Mitbestimmung/Mitwirkung / 2.4.5 Sozialeinrichtungen
  • Begriff der Sozialeinrichtungen

Sozialeinrichtungen sind auf Dauer angelegte Einrichtungen der Dienststelle, die den Zweck haben, den Beschäftigten bzw. einzelnen Beschäftigtengruppen Vorteile zukommen zu lassen. Weiterhin muss das zweckgebundene Sondervermögen das Ziel verfolgen, Fürsorge für die sozialen Belange der Beschäftigten zu tragen und diese zu fördern, indem es diesen hierfür Vorteile gewährt.

 

Beispiel für Sozialeinrichtungen

Sozialeinrichtungen sind z. B. Pensions- und Unterstützungskassen, Kantinen, betriebliche Sportanlagen, Kindergärten, je nach Verwendungszweck eigene Fahrzeuge, Beschäftigungs- und Qualifizierungsgesellschaften, dienststelleninterne Bibliotheken, Mitarbeiterparkplätze, unter Umständen Kaffeeautomaten etc.

Keine Sozialeinrichtungen sind: Einzelmaßnahmen nach § 75 Abs. 2 Jubiläumsgelder, Nachrufe, Todesanzeigen.

  • Reichweite der Mitbestimmung

Der Personalrat hat gem. § 75 Abs. 3 Nr. 5 BPersVG bei der Errichtung und Auflösung sowie in allen Verwaltungsangelegenheiten einer Sozialeinrichtung mitzubestimmen. Mitbestimmungspflichtig ist damit bereits die Frage nach dem "Ob" der Errichtung. Auch Änderungen der Rechtsform und der Zuordnung unterfallen dem Mitbestimmungstatbestand der Errichtung. Dies gilt auch für die Frage der Privatisierung einer Einrichtung. Die Beteiligung an der Verwaltung der Einrichtung wird zweckmäßigerweise so vorgenommen, dass Verwaltungsrichtlinien aufgestellt werden, denen der Personalrat zustimmt. Sie kann auch in der Weise erfolgen, dass ein Personalratsmitglied in die Verwaltungsstelle der Einrichtung entsandt wird, um dort für die Personalvertretung an der Verwaltung teilzunehmen. Zur Verwaltung zählen insbesondere die Leistungen der Einrichtung an die Beschäftigten und damit zusammenhängende Fragen (z. B. die Preisgestaltung).

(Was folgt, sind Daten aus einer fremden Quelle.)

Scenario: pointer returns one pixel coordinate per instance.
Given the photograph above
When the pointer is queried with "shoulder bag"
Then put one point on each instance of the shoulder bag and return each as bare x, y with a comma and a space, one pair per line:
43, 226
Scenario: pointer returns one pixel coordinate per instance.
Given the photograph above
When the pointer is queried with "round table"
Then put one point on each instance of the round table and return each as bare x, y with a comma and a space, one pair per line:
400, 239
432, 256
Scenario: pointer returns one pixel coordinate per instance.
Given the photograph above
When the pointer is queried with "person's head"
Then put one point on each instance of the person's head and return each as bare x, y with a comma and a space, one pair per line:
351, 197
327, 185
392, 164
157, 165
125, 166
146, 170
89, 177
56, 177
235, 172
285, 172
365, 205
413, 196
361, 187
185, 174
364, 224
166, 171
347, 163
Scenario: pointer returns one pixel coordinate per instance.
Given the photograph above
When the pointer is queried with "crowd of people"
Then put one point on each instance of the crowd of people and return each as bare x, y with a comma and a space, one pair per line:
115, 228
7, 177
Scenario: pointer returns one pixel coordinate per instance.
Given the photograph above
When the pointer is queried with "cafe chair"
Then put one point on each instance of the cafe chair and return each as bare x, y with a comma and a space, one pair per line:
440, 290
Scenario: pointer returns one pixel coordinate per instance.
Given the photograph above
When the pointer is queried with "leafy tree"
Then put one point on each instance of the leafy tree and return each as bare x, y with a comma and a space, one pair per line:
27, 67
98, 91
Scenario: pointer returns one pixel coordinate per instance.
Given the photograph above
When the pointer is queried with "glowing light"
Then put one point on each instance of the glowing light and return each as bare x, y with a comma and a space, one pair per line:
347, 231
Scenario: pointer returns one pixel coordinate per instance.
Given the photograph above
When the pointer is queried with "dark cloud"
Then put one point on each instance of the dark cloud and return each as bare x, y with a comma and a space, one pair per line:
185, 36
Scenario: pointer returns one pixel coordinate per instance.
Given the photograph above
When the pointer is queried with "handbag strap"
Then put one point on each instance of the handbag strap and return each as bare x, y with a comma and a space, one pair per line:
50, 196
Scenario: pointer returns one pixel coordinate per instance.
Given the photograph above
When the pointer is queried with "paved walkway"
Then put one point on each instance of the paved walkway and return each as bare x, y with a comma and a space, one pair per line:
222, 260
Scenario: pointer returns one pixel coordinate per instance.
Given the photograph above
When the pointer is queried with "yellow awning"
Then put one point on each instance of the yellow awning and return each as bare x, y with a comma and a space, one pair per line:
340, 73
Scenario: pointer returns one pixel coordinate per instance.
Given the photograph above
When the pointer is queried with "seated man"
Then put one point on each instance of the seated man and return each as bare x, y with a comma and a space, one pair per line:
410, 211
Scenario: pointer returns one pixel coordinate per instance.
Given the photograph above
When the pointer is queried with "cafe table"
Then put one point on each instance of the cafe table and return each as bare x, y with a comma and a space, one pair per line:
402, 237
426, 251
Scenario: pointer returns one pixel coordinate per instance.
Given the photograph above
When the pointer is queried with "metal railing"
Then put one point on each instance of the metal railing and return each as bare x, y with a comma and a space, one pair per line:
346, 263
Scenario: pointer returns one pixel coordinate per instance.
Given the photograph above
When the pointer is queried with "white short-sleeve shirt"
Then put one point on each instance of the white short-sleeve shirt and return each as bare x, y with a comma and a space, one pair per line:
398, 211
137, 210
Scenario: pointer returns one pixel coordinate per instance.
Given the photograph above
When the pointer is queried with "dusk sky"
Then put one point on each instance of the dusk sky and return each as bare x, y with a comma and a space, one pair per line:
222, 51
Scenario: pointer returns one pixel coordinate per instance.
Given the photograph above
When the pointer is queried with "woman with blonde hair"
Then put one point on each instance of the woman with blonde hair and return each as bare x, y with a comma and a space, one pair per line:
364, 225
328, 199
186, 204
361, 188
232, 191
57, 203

Das Mitbestimmungsrecht setzt sich nach der grundsätzlichen Entscheidung der Errichtung also bei der Frage fort, in welcher Form die Sozialeinrichtung errichtet werden soll. Weiter erstreckt sich das Mitbestimmungsrecht nach Abs. 3 Nr. 5 auf die innere Ausgestaltung der Einrichtung, Es bedarf der Klärung der Maßnahmen, die zwischen Festlegung der Form und laufender Verwaltung der Einrichtung liegen. Zur Ausgestaltung gehört die Aufstellung von Verordnungen über die Anwendung oder Grundsätzen über die Einrichtungsausstattung (Kindergärten, Bibliotheken, Kantinen). Weiterhin muss die Aufstellung von Verteilungsgrundsätzen oder Zielgruppendefinition erfolgen.

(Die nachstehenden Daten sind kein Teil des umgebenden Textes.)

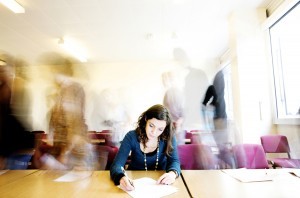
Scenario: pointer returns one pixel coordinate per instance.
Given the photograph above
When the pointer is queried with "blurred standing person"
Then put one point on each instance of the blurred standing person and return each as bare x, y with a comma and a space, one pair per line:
14, 139
67, 126
174, 101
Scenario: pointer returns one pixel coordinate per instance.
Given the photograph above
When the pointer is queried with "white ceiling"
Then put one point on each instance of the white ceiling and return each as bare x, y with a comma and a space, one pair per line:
121, 30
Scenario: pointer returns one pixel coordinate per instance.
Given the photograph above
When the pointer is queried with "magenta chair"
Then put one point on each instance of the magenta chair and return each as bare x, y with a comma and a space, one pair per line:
196, 157
279, 144
250, 156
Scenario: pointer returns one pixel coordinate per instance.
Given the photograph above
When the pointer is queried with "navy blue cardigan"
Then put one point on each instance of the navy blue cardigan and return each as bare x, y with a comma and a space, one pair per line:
131, 143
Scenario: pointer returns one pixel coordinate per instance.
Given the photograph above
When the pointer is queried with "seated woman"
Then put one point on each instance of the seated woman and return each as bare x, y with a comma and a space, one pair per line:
153, 147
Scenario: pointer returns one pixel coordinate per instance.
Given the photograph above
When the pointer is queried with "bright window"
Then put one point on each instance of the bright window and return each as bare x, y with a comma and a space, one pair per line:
285, 46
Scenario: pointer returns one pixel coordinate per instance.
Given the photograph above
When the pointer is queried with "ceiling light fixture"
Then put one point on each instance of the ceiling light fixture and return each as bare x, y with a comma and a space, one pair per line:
13, 6
72, 49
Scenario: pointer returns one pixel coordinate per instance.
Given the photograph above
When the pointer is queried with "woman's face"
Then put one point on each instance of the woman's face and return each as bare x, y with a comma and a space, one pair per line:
154, 128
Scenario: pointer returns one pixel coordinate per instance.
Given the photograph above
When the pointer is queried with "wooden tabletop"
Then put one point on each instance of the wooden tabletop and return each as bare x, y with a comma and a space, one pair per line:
8, 176
98, 184
215, 184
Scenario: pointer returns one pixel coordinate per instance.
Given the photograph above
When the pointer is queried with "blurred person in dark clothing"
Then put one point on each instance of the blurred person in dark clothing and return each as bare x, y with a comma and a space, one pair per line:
67, 126
14, 139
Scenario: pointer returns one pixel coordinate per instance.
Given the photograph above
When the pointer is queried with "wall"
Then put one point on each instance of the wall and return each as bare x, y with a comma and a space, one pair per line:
115, 90
251, 84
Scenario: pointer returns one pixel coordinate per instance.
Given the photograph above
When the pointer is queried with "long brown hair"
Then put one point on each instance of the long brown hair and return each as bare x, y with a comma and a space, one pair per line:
158, 112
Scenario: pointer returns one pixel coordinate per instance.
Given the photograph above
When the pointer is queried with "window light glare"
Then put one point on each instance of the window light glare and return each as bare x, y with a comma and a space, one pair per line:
72, 49
13, 6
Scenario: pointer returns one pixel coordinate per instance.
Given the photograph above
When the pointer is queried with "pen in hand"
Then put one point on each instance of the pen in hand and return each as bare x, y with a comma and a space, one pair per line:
130, 181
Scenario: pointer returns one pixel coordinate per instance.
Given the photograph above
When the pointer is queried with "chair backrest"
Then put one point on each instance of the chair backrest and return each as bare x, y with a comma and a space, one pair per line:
250, 156
106, 136
106, 155
275, 144
196, 157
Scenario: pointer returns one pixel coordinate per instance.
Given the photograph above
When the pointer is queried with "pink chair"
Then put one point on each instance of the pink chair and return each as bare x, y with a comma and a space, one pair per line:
196, 157
106, 155
279, 144
250, 156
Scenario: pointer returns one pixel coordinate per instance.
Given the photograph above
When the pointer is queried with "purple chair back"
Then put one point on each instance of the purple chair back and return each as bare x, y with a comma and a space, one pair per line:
275, 144
250, 156
196, 157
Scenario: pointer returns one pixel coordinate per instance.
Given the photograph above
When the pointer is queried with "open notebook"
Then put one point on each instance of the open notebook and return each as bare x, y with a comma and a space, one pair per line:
146, 187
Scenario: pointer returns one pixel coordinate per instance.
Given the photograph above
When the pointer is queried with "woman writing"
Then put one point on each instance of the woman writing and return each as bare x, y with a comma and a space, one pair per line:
153, 147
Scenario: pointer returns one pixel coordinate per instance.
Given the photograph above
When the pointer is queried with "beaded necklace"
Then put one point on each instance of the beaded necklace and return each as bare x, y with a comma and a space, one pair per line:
157, 154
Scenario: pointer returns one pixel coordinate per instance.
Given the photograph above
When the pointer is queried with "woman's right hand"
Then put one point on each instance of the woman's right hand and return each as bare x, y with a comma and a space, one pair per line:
125, 184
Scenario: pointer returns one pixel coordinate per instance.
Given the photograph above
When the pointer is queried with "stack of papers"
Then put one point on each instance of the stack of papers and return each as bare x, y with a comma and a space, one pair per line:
250, 175
147, 187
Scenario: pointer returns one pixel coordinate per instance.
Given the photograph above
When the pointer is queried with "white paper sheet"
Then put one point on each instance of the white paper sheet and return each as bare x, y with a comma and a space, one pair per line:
3, 171
251, 175
146, 187
74, 176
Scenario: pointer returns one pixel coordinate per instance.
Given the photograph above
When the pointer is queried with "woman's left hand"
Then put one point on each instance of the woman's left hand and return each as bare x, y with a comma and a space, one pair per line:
167, 178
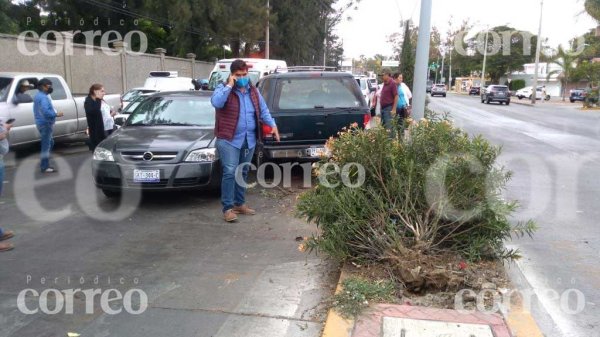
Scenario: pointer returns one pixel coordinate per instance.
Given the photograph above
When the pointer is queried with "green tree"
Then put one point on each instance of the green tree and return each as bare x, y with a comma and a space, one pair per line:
567, 60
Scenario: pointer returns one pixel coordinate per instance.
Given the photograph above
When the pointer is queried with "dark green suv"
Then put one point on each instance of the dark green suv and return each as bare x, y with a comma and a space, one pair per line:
309, 107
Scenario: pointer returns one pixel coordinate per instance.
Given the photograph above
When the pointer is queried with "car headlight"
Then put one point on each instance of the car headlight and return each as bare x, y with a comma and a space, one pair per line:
202, 155
103, 154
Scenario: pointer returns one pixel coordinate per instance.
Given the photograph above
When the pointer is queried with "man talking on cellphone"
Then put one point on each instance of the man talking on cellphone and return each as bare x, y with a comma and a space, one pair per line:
239, 109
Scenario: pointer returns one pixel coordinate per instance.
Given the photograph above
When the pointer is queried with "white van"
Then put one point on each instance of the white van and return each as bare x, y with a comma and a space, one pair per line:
167, 81
257, 69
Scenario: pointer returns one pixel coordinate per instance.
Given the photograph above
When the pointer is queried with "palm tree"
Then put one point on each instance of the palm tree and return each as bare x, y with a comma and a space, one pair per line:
567, 61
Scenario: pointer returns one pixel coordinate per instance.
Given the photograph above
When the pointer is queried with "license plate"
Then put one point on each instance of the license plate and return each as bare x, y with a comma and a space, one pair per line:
146, 176
317, 151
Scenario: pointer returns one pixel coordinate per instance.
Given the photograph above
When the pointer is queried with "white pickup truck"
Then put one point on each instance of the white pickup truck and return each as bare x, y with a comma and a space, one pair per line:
24, 130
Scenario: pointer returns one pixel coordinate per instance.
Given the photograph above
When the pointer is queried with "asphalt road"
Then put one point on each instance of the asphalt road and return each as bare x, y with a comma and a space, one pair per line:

Der Beteiligungstatbestand der Verwaltung von Sozialeinrichtungen umfasst jegliche Maßnahmen der inneren Organisation, also alle, die Einfluss auf den laufenden Betrieb und dessen Unterhaltung nehmen. Hierzu gehören insbesondere die gewährten Leistungen der Einrichtung an die Dienststellenbeschäftigten. Dem Mitbestimmungsrecht bei der Verwaltung steht nicht entgegen, dass die Personalvertretung bei der Errichtung nicht beteiligt war.

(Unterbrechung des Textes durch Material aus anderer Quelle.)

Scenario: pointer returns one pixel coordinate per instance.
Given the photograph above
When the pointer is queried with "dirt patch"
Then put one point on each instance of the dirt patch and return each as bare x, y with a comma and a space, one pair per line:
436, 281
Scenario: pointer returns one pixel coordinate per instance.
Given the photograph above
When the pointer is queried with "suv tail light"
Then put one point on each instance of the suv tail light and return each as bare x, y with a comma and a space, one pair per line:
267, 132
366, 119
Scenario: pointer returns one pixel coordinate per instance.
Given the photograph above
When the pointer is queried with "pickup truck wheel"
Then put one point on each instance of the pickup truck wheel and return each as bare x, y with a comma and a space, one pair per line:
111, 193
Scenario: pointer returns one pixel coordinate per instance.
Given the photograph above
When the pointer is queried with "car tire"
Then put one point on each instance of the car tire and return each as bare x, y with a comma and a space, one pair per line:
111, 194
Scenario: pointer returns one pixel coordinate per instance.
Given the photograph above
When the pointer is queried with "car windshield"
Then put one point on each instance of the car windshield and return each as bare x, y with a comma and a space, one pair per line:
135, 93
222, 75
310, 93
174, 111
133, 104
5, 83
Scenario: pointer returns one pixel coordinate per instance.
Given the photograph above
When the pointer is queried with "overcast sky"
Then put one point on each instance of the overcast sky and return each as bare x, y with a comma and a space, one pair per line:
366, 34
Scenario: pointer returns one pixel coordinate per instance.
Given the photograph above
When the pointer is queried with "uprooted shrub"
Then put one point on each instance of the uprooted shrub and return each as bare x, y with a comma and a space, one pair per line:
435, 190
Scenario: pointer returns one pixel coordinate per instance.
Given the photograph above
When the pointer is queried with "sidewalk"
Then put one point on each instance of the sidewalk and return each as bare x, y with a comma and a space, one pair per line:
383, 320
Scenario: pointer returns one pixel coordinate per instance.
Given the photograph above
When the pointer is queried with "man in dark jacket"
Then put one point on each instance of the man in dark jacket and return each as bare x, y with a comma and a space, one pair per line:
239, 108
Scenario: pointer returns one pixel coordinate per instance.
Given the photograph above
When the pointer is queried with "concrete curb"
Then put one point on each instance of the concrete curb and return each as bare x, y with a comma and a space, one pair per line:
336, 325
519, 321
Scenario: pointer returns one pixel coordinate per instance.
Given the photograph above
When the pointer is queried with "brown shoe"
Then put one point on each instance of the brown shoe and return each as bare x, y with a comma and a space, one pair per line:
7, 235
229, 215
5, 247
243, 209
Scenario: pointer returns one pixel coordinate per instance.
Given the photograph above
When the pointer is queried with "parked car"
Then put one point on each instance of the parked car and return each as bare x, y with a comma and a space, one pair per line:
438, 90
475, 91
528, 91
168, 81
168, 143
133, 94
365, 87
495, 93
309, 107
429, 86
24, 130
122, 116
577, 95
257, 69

  • Grenzen der Mitbestimmung

Das Mitbestimmungsrecht ist jedoch durch besondere Bindung der Verwaltung stark eingeschränkt. Da die Errichtung von sozialen Einrichtungen mit der Bereithaltung von Finanzmittel verbunden ist, wird der Handlungsspielraum durch Gesetz und vor allem durch das Haushaltsrecht beschnitten. Eine Errichtung einer Sozialeinrichtung auf Initiative der Personalvertretung ist nur durchsetzbar, wenn einschlägige Gesetze nicht entgegenstehen und das Vorhaben haushaltstechnisch realisierbar ist. Gleiches gilt damit entsprechend für die Schließung einer Einrichtung.